[Book Review] Long Walk to Freedom by Nelson Mandela

It always seems impossible until it’s done.

Nelson Mandela

Reading the whole 600+ pages of his journey, it does indeed feels like an impossible long walk to freedom. All the struggle facing those trials, prison time, separations with family, underestimations, deceptions, and so on.

I loved how detail Mr. Mandela writes about his story. Every little detail. From his childhood to his life during 27.5 years of prison. I can clearly see the shifting mind of your Mandela when he opened his eyes for the first time about the racism that happening around him. I also love how he always put small stories about his personal life. It’s usually just a short one.
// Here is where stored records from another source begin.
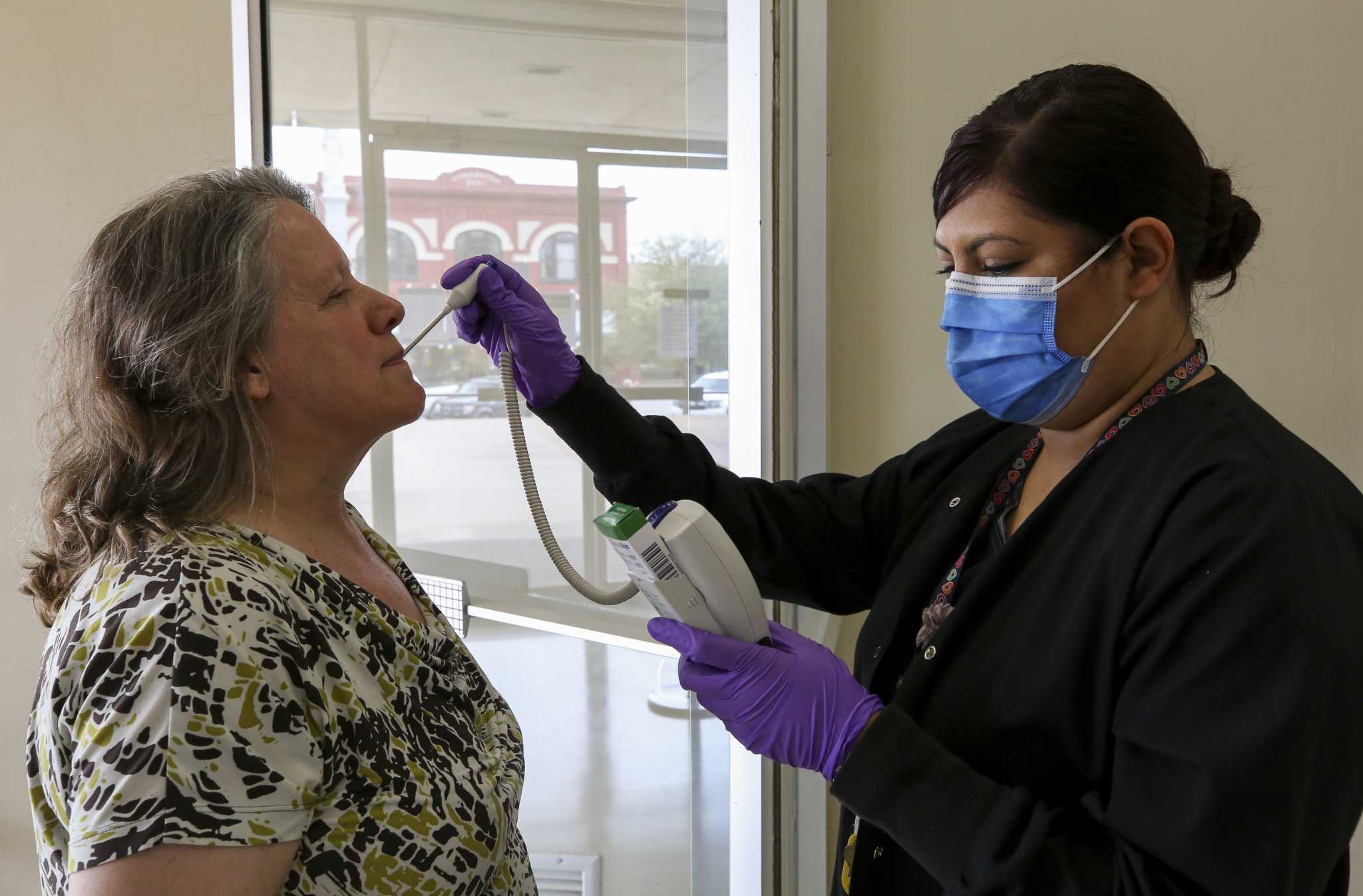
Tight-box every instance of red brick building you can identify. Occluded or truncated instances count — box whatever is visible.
[317,168,632,297]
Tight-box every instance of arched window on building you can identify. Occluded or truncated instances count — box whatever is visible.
[540,233,578,283]
[354,227,417,281]
[454,230,502,261]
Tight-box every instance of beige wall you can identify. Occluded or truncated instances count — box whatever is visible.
[0,0,233,877]
[829,0,1363,895]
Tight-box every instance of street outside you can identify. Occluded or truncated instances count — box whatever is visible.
[346,400,729,587]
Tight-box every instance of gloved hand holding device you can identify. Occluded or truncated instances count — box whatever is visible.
[649,618,884,780]
[441,255,582,407]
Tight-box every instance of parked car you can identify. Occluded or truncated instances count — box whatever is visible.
[424,376,507,420]
[676,371,729,411]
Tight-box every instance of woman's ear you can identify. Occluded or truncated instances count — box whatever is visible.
[1122,218,1173,301]
[237,353,270,399]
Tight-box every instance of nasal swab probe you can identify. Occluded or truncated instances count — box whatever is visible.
[402,264,640,606]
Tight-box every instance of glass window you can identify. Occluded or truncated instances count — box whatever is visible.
[540,233,578,283]
[354,227,417,281]
[454,230,502,261]
[268,0,747,896]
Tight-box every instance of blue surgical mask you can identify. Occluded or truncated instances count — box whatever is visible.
[942,237,1135,425]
But, it’s deep, sweet and heartwarming somehow. Reading this book feels like reading someone’s diary. It’s filled with deep personal thoughts and feels. It takes us to a journey in the eye of a child, a teenager, a young lawyer, an inmate, an activist and an nationalist. Both a son and a father of his nation.

From his story, we could see that he wasn’t really aware about the racism and apartheid that’s happening even until when he was in higher education. With his nature of observing and his friends insights, we were brought into Mandela’s opening eyes journey. We were told how he learned from books, friends and even foes.

I always have a thing with a prison story. Mandela told us the whole 2 chapters about his prison tenure for over 27.5 years. The struggle and the never ending fight for both justice and freedom are perfectly pictured in Robben Island : The Dark Years. I really loved how he told the story about his way to trick the warders to get some contrabands (mostly a newspaper) or his fight to get a decent and fair life in prison (Black inmates received worse treatment compared to Indian and Coloured inmates, even in the term of the diets). The way the inmates planned their approached to get sympathy by the warders just to get more times to discuss about their next political moves. But then, the hope started to arise in Robben Island : Beginning to Hope. In this chapter he told us mostly when he was in a house arrest. Not in his own home, though. But a house that is provided by the state, complete with his own chef and swimming pool. He could be visited not only by his family, but mostly by his comrades where they discussed about their fight against the apartheid. It’s really blown my mind away how he never rest, not even a single night, to fight for the freedom of his nation. He’s unbroken and unbendable.

I learned that courage was not the absence of fear, but the triumph over it. The brave man is not he who does not feel afraid, but he who conquers that fear.

Nelson Mandela

Freedom is indivisible; the chains on an one of my people were the chains on all of them, the chains on all of my people were the chains on me.

Nelson Mandela

To be honest, politics are never my thing. I sometimes drifted away when reading this part (which basically most part of this book, for sure). But, the way he writes, it’s so simple yet filled with emotions that makes it so easy to understand. It’s in very much detailed that sometimes I wonder, did he kept a journal? how come he can still remember such detail after all this time? I personally think it’s the right book if you want to know the history of how South African fight over freedom and justice. Especially directly from the hands of their main figure.